Machine learning under the constraint of symmetries, given by group invariances or equivariances, has emerged as a topic of active interest in recent years. Natural settings for such applications include the multi-reference alignment and cryo electron microscopy, multi-object tracking, spherical images, and so on. A fundamental paradigm among such symmetries is the action of a group by symmetries, which often pertains to change of basis or relabelling of objects in pure and applied mathematics. Thus, a naturally significant class of functions consists of those that are intrinsic to the problem, in the sense of being independent of such base change or relabelling; in other words invariant under the conjugation action by a group. In this work, we investigate such functions, known as class functions, leveraging tools from group representation theory. A fundamental ingredient in our approach are given by the so-called irreducible characters of the group, which are canonical tracial class functions related to its irreducible representations. Such functions form an orthogonal basis for the class functions, extending ideas from Fourier analysis to this domain, and accord a very explicit structure.
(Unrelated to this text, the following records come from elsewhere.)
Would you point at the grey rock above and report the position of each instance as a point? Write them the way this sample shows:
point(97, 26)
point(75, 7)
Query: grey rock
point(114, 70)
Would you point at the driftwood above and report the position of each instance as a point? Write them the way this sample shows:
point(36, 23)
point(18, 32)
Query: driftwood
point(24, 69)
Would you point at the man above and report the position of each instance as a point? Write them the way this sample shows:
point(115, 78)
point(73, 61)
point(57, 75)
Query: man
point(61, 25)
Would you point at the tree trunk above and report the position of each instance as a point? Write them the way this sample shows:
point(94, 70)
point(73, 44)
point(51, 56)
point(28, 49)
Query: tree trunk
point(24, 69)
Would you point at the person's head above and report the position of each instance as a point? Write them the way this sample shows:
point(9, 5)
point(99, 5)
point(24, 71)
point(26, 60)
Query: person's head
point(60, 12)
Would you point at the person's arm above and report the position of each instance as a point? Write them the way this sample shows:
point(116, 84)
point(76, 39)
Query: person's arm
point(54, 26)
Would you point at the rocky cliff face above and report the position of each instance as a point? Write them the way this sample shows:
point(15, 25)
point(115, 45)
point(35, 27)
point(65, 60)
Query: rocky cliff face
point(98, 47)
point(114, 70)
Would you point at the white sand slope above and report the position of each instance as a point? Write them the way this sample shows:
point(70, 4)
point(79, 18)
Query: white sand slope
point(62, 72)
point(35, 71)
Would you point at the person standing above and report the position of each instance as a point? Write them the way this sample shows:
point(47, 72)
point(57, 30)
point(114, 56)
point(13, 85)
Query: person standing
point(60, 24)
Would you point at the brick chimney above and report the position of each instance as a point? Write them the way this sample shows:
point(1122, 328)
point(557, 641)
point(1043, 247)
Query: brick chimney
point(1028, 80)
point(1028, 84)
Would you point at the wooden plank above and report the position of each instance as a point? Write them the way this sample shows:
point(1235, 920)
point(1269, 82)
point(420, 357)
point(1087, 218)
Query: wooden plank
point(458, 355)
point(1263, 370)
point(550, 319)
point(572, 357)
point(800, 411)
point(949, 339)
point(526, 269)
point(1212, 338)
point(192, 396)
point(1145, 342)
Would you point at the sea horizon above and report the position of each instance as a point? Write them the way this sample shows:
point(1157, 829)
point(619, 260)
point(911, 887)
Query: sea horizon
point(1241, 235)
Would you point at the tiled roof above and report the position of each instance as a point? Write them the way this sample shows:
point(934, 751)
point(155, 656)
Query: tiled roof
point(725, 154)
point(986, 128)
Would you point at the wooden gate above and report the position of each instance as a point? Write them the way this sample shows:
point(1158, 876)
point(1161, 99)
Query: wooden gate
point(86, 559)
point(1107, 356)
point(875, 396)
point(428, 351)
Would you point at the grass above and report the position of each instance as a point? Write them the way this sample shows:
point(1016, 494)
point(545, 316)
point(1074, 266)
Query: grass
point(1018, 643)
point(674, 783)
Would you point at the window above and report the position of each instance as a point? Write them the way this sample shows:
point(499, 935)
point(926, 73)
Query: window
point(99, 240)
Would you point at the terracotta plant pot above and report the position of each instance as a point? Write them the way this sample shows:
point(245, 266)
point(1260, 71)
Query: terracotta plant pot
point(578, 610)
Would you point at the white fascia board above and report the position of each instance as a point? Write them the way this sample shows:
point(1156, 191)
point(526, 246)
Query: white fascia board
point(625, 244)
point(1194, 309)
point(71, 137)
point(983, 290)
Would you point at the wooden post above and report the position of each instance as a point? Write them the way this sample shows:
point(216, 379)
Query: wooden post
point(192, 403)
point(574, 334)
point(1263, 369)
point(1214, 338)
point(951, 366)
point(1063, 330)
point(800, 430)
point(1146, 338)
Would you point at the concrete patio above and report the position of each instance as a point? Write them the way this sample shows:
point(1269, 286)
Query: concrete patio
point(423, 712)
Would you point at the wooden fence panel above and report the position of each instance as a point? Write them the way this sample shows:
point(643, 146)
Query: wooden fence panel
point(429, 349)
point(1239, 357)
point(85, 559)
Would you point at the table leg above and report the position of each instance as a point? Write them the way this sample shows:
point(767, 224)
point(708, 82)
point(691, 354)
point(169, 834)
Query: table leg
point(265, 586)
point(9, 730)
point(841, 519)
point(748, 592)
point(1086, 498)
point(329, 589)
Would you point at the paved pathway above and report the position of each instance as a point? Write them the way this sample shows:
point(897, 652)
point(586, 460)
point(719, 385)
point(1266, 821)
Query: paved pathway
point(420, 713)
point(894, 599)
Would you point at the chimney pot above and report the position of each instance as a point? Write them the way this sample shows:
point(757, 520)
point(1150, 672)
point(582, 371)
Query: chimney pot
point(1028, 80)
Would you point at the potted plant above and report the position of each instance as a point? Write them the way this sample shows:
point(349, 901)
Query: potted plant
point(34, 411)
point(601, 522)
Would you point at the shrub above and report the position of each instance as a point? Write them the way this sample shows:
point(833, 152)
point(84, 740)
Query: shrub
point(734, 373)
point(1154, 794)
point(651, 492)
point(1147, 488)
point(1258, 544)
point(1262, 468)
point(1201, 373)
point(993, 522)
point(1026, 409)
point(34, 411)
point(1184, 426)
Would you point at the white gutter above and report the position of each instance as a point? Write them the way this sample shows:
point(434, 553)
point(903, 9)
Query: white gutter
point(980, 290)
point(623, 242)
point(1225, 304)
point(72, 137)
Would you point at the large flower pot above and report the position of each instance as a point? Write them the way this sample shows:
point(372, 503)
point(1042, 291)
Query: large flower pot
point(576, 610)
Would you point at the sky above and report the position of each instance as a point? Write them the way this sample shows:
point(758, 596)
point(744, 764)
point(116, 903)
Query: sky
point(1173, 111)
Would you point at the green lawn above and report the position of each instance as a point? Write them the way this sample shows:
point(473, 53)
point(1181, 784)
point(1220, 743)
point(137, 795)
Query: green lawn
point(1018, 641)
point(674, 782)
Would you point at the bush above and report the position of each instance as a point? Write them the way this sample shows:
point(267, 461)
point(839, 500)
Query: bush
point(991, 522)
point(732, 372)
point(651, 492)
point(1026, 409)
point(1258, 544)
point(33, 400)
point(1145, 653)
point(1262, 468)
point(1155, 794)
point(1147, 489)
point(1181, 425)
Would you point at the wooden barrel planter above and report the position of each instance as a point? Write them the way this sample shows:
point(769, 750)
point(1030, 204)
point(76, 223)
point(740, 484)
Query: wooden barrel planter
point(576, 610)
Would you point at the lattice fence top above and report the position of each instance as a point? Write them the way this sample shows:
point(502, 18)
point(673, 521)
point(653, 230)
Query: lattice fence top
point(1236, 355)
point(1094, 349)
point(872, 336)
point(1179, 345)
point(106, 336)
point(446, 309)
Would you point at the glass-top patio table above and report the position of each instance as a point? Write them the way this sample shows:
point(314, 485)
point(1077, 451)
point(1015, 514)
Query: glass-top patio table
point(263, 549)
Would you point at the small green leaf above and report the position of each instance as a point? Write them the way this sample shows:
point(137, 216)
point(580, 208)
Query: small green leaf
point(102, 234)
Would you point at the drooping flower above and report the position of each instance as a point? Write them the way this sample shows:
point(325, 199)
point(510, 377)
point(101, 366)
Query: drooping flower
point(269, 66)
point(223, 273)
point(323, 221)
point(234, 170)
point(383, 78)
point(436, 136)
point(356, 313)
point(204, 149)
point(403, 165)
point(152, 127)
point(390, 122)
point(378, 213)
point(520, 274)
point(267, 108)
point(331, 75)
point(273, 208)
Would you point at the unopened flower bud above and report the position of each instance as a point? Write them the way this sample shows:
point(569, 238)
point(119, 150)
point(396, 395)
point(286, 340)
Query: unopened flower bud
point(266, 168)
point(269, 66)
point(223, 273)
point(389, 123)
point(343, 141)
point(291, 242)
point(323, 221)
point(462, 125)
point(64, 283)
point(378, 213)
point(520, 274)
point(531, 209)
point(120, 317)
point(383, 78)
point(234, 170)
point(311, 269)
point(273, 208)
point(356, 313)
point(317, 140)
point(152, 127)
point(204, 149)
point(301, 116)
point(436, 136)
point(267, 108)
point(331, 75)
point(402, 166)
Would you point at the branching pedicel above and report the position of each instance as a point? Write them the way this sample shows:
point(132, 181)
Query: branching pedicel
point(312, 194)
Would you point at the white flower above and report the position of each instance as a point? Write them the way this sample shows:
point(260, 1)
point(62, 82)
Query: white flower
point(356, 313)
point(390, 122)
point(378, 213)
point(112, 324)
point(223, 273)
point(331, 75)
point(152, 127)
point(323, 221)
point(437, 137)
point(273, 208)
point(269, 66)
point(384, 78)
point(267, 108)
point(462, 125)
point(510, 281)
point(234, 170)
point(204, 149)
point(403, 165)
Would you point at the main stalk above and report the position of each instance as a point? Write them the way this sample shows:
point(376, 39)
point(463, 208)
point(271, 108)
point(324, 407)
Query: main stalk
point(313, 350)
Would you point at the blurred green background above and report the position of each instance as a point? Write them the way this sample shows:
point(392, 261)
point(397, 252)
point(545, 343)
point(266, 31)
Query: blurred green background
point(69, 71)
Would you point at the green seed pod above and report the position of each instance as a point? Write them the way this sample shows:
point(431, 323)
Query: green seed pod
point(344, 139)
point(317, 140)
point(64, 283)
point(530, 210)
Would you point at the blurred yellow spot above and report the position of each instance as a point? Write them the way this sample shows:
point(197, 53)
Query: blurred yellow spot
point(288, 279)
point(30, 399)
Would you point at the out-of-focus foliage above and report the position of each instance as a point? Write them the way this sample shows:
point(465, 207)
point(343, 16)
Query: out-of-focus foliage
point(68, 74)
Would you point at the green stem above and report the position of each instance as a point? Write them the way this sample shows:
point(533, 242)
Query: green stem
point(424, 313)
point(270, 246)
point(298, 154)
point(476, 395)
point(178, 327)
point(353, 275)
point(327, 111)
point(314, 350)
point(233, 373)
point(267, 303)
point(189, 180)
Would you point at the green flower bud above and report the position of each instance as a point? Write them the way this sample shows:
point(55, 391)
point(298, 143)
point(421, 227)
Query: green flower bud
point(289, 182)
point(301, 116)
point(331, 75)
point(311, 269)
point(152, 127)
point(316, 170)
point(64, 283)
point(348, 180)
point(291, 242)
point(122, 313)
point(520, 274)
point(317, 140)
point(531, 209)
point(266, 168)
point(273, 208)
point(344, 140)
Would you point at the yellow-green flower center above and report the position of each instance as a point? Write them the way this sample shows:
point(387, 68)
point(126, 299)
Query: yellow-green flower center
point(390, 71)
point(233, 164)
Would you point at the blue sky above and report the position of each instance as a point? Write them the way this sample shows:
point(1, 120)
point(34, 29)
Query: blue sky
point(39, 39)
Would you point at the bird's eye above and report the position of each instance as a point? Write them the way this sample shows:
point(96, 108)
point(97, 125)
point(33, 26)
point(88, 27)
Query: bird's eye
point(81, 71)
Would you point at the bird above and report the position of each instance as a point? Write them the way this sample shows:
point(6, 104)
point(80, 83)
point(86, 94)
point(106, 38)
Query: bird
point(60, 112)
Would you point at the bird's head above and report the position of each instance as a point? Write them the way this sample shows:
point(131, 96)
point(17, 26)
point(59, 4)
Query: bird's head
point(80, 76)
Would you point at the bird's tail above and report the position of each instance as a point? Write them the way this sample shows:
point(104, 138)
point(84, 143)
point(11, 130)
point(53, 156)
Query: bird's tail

Exploiting a tensorial structure on representations, which translates into a multiplicative algebra structure for irreducible characters, we propose to efficiently approximate class functions using polynomials in a small number of such characters. Thus, our approach provides a global, non-linear coordinate system to describe functions on the group that is intrinsic in nature, in the sense that it is independent of local charts, and can be easily computed in concrete models. We demonstrate that such non-linear approximation using a small dictionary can be effectively implemented using a deep neural network paradigm. This allows us to learn a class function efficiently from a dataset of its outputs.